This starter kit is an internal tool for use by the Offroadcode team and helps set a few base tasks and styles up as well as creating the start of a folder structure we use on our projects.
Genesis uses Sass for CSS and Gulp 4 as a task runner, please ensure you have both these installed and running in your local environment before use.
Your local dev environment probably already has this stuff installed anyway but it might be worth checking if everything is there.
- Node.js
- Sass
- Gulp 4
For simpler projects this starter kit should be enough for compiling scss and non-react javascript files. The Gulp setup is based on the one found at The Codercoder Frontend Boilerplate. There is additional documentation there if you require.
Getting errors? It may be you have an older version of Gulp (3) installed on your build. You will need to update to Gulp 4. Read this
All Offroadcode projects have an /assets/
folder in the project root. This contains all Sass (CSS), Javascript and Image assets and if used, fonts too. Our structure is:
- Build
- assets
- img
- js
- scss
- production (All files in here are generated and minified by Gulp)
- css
- js
- assets
If you need to add new JS files to the project, simply drop them into assets/js
- It's best to add the full production file so it's easy to work on and read.

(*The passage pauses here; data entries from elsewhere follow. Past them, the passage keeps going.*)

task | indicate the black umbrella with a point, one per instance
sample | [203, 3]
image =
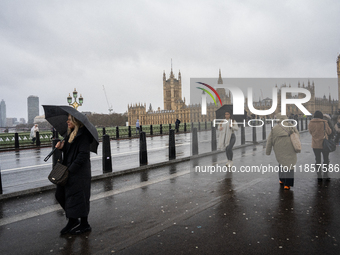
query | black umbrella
[57, 116]
[220, 113]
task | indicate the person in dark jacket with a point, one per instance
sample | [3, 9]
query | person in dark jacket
[74, 197]
[319, 130]
[177, 125]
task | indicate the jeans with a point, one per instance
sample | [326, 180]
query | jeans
[321, 169]
[287, 177]
[229, 148]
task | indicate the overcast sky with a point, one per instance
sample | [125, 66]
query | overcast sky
[48, 48]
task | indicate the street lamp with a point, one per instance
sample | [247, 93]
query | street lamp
[75, 104]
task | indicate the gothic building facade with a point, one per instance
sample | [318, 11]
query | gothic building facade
[175, 107]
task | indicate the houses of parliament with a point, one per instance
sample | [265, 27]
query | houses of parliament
[176, 108]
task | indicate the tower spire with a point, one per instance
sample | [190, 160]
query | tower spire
[171, 74]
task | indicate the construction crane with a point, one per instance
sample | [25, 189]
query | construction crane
[110, 107]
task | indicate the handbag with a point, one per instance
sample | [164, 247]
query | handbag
[328, 144]
[59, 174]
[295, 139]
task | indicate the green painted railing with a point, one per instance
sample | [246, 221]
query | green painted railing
[7, 140]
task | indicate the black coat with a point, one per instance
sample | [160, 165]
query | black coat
[74, 197]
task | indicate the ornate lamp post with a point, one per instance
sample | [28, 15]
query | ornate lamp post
[75, 104]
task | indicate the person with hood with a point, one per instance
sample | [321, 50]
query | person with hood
[74, 197]
[227, 137]
[337, 130]
[137, 126]
[33, 134]
[279, 140]
[319, 129]
[330, 124]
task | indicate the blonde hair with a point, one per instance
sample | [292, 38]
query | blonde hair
[77, 124]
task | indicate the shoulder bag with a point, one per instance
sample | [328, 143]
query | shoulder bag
[328, 144]
[294, 138]
[59, 174]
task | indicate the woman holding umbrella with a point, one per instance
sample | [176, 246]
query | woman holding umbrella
[74, 197]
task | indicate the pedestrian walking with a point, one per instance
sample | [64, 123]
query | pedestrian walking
[319, 129]
[279, 140]
[337, 131]
[33, 134]
[137, 126]
[74, 197]
[227, 138]
[330, 124]
[177, 125]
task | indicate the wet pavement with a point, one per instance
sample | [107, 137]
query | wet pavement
[175, 210]
[26, 169]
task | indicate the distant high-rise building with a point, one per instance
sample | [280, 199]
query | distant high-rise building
[32, 108]
[2, 114]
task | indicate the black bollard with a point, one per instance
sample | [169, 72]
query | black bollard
[117, 132]
[106, 158]
[194, 142]
[37, 142]
[243, 135]
[16, 142]
[254, 134]
[143, 154]
[0, 181]
[213, 139]
[57, 153]
[264, 129]
[172, 147]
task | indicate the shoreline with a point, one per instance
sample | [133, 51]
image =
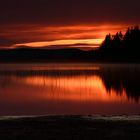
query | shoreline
[70, 127]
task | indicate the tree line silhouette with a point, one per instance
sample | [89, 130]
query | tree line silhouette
[122, 47]
[119, 48]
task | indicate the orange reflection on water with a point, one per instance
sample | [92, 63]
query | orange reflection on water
[74, 88]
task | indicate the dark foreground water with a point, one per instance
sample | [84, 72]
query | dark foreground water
[69, 89]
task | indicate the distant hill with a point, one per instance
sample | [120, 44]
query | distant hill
[117, 48]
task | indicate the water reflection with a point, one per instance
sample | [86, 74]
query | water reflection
[68, 89]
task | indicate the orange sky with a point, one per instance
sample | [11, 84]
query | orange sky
[44, 36]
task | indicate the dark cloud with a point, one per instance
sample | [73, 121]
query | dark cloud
[22, 20]
[69, 11]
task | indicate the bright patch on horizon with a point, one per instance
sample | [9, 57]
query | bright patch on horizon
[94, 42]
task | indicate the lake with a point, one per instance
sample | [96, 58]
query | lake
[69, 89]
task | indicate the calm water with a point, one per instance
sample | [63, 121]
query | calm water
[74, 89]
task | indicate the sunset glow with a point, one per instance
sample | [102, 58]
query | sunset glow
[74, 35]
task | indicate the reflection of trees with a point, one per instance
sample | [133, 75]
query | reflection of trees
[119, 79]
[116, 78]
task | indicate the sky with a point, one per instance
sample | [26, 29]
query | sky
[55, 23]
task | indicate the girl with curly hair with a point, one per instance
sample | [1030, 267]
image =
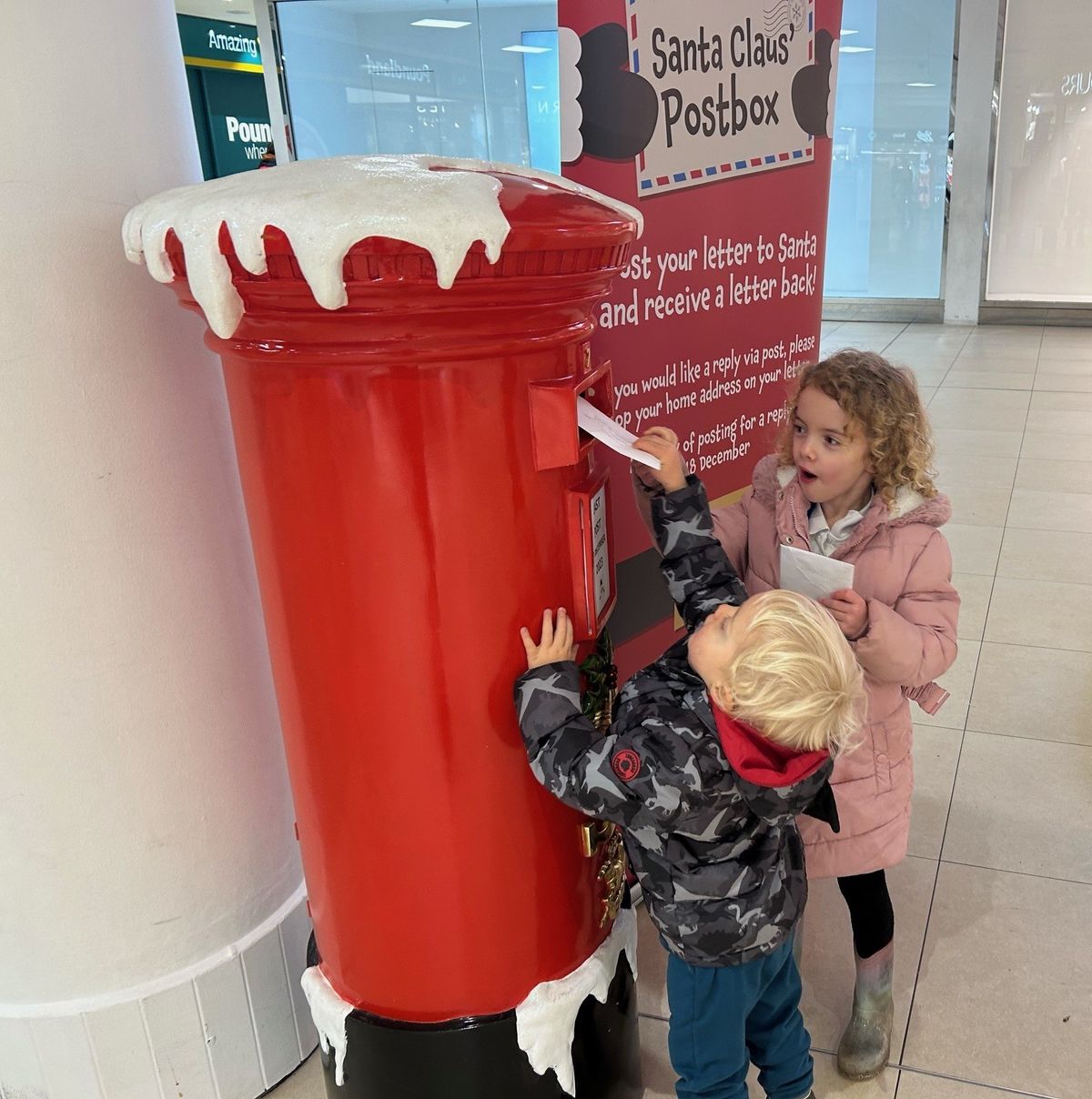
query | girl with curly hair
[851, 480]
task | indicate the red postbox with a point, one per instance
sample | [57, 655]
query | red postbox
[417, 489]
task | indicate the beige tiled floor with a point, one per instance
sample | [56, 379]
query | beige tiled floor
[995, 904]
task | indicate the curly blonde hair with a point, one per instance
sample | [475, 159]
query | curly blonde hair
[794, 677]
[881, 400]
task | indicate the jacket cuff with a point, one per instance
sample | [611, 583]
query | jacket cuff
[568, 669]
[692, 495]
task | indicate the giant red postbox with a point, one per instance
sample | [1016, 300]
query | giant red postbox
[418, 488]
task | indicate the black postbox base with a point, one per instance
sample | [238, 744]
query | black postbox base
[480, 1058]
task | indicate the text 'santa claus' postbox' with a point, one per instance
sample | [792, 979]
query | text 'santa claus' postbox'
[417, 489]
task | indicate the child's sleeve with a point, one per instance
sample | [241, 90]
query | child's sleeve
[634, 777]
[914, 642]
[731, 529]
[700, 576]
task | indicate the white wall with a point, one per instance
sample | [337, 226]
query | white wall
[144, 806]
[1042, 223]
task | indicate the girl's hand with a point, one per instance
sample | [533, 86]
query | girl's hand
[850, 611]
[661, 443]
[557, 644]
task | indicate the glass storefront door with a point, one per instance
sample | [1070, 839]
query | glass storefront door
[475, 78]
[890, 173]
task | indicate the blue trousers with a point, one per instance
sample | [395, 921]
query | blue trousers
[724, 1017]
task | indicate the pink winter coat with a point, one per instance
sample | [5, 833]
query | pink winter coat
[903, 569]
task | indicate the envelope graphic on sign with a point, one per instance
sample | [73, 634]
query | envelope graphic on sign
[813, 575]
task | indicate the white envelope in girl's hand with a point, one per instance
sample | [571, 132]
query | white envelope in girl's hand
[813, 575]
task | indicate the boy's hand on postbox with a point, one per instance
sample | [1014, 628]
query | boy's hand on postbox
[557, 643]
[661, 443]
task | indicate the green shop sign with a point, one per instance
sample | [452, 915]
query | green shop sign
[210, 43]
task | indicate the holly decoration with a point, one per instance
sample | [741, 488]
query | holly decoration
[601, 682]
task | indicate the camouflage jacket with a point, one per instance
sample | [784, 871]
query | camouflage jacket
[719, 859]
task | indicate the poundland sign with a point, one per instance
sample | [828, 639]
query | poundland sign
[210, 43]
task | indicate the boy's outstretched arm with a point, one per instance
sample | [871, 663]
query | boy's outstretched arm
[632, 777]
[700, 576]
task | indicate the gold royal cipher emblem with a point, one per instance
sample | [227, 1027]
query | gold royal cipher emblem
[602, 836]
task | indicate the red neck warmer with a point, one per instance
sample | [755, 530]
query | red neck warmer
[760, 761]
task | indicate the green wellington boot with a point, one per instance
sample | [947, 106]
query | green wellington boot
[865, 1045]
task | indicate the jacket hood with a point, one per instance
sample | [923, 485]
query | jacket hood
[766, 768]
[909, 506]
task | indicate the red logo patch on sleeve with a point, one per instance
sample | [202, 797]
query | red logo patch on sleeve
[626, 764]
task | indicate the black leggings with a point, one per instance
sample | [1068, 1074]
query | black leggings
[870, 912]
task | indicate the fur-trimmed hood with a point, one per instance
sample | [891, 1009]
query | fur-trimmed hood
[771, 479]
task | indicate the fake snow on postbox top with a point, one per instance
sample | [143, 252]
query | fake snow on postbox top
[323, 207]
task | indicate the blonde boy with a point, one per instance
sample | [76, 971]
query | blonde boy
[715, 750]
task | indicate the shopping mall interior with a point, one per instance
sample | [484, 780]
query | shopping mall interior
[158, 925]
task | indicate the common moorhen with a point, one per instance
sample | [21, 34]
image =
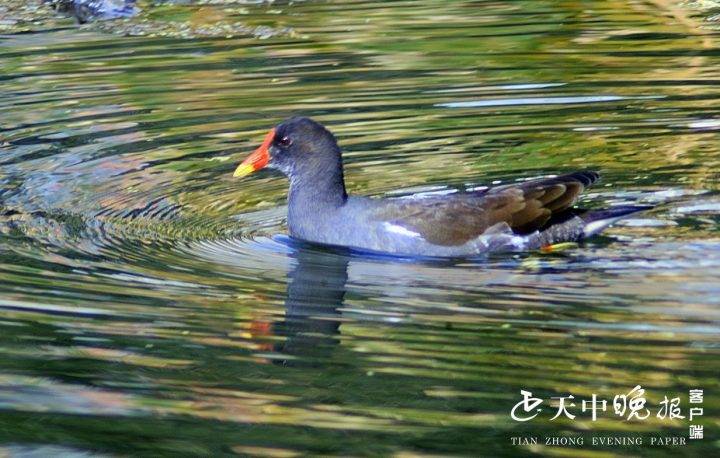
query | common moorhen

Gulp will watch, minify and concatenate everything into the production/js
folder and update the all.js
file. You do not need to edit anything in the production
folder. It's all generated by Gulp.
The /assets/production/js/all.js
is what you should reference in your HTML template just above the closing </body>
tag.
All files in /assets/scss/
are watched, compiled and minified automatically then output to /assets/production/css/screen.css
which is referenced in the HTML.
If you need to add a new scss file for any reason, you can do so by creating a _yourfilename.scss
file (the underscore is needed) and you can then reference that in /assets/scss/screen.scss
and it'll compile next time Gulp runs.
Any file created in /assets/scss/
(including sub folders) is watched and compiled as long as you reference it in the screen.scss
file.
You don't need to include browser specific prefixing for properties, they're automatically added when Gulp compiles the Sass so just add un-prefixed properties and if they're needed it's taken care of. You can specify the browsers you're targeting in the top of the Gulp file and it will generate the relevant prefixes.
For any image assets (jpg, gif, svg, png) that aren't managed by CMS, these go into the /assets/images/
folder and are automatically watched and optimised using gulp-imagemin and a production version is output to assets/production/images/
- It is the production version of the image you need to reference in your code.
For simplicity, there's a single Gulp task.
If you're using a Windows machine you can simply double-click the StartDev.bat
file in the root of the site and it'll launch the Gulp task for you. If you're not, just run it as normal in a command line and use:
gulp
- Watch, compile, concatenate for JS and Sass and cache bust
Some more complicated projects may also make use of Webpack for compiling react but this will be documented on a project by project basis.